Our present Minister at the Court of Copenhagen, D' Aguesseau, has no virtues to boast of, but also no crimes to blush for. With inferior capacity, he is only considered by Talleyrand as an inferior intriguer, employed in a country ruled by an inferior policy, neither feared nor esteemed by our Government. His secretary, Desaugiers the elder, is our real and confidential firebrand in the North, commissioned to keep burning those materials of combustion which Grouvelle and others of our incendiaries have lighted and illuminated in Holstein, Denmark, Sweden, and Norway.

LETTER XX.

PARIS, October, 1805.

MY LORD:—The insatiable avarice of all the members of the Bonaparte family has already and frequently been mentioned; some of our philosophers, however, pretend that ambition and vanity exclude from the mind of Napoleon Bonaparte the passion of covetousness; that he pillages only to get money to pay his military plunderers, and hoards treasures only to purchase slaves, or to recompense the associates and instruments of his authority.

Whether their assertions be just or not, I will not take upon myself to decide; but to judge from the great number of Imperial and royal palaces, from the great augmentation of the Imperial and royal domains; from the immense and valuable quantity of diamonds, jewels, pictures, statues, libraries, museums, etc., disinterestedness and self-denial are certainly not among Napoleon's virtues.

In France, he not only disposes of all the former palaces and extensive demesnes of our King, but has greatly increased them, by national. property and by lands and estates bought by the Imperial Treasury, or confiscated by Imperial decrees. In Italy, he has, by an official act, declared to be the property of his crown, first, the royal palace at Milan, and a royal villa, which he now calls Villa Bonaparte; second, the palace of Monza and its dependencies; third, the palace of Mantua, the palace of The, and the ci-devant ducal palace of Modena; fourth, a palace situated in the vicinity of Brescia, and another palace in the vicinity of Bologna; fifth, the ci-devant ducal palaces of Parma and Placenza; sixth, the beautiful forest of Tesin. Ten millions were, besides, ordered to be drawn out of the Royal Treasury at Milan to purchase lands for the formation of a park, pleasure-grounds, etc.

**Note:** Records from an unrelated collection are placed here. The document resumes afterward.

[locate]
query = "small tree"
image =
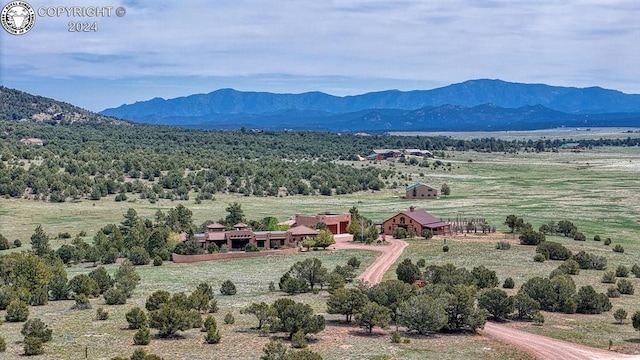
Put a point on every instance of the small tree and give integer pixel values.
(156, 299)
(426, 234)
(274, 350)
(620, 315)
(126, 278)
(625, 287)
(308, 243)
(209, 323)
(114, 297)
(262, 311)
(40, 242)
(525, 307)
(101, 314)
(609, 277)
(445, 190)
(408, 272)
(157, 260)
(372, 315)
(83, 284)
(354, 262)
(228, 288)
(17, 311)
(497, 303)
(298, 340)
(142, 336)
(622, 271)
(199, 300)
(212, 336)
(81, 302)
(530, 237)
(139, 256)
(136, 318)
(102, 278)
(508, 283)
(33, 346)
(400, 233)
(36, 328)
(229, 319)
(423, 314)
(324, 239)
(635, 320)
(346, 302)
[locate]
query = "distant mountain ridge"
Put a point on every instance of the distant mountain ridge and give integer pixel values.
(474, 104)
(18, 105)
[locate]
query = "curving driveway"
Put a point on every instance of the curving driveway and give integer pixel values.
(541, 347)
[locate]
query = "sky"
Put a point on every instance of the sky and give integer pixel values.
(168, 49)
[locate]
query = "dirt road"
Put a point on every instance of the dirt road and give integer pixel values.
(389, 254)
(540, 347)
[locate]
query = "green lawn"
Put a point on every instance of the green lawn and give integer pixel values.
(599, 190)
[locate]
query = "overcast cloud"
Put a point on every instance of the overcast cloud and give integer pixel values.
(175, 48)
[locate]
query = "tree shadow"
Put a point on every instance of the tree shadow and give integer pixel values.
(375, 334)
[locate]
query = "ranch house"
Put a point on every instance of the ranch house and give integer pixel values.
(336, 223)
(417, 220)
(242, 235)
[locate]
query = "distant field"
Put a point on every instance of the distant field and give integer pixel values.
(550, 134)
(76, 330)
(599, 190)
(517, 263)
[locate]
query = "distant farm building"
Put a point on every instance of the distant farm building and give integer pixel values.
(384, 154)
(418, 152)
(570, 146)
(417, 220)
(336, 223)
(421, 191)
(242, 235)
(32, 141)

To these are added all the royal palaces and domains of the former Kings of Sardinia, of the Dukes of Brabant, of the Counts of Flanders, of the German Electors, Princes, Dukes, Counts, Barons, etc., who, before the last war, were Sovereigns on the right bank of the Rhine. I have seen a list, according to which the number of palaces and chateaux appertaining to Napoleon as Emperor and King, are stated to be seventy-nine; so that he may change his habitations six times in the month, without occupying during the same year the same palace, and, nevertheless, always sleep at home.

In this number are not included the private chateaux and estates of the Empress, or those of the Princes and Princesses Bonaparte. Madame Napoleon has purchased, since her husband's consulate, in her own name, or in the name of her children, nine estates with their chateaux, four national forests, and six hotels at Paris. Joseph Bonaparte possesses four estates and chateaux in France, three hotels at Paris and at Brussels, three chateaux and estates in Italy, and one hotel at Milan, and another at Turin. Lucien Bonaparte has now remaining only one hotel at Paris, another at Bonne, and a third at Chambery. He has one estate in Burgundy, two in Languedoc, and one in the vicinity of this capital. At Bologna, Ferrara, Florence, and Rome, he has his own hotels, and in the Papal States he has obtained, in exchange for property in France, three chateaux with their dependencies. Louis Bonaparte has three hotels at Paris, one at Cologne, one at Strasburg, and one at Lyons. He has two estates in Flanders, three in Burgundy, one in Franche-Comte, and another in Alsace. He has also a chateau four leagues from this city. At Genoa he has a beautiful hotel, and upon the Genoese territory a large estate. He has bought three plantations at Martinico, and two at Guadeloupe. To Jerome Bonaparte has hitherto been presented only an estate in Brabant, and a hotel in this capital. Some of the former domains of the House of Orange, in the Batavian Republic, have been purchased by the agents of our Government, and are said to be intended for him.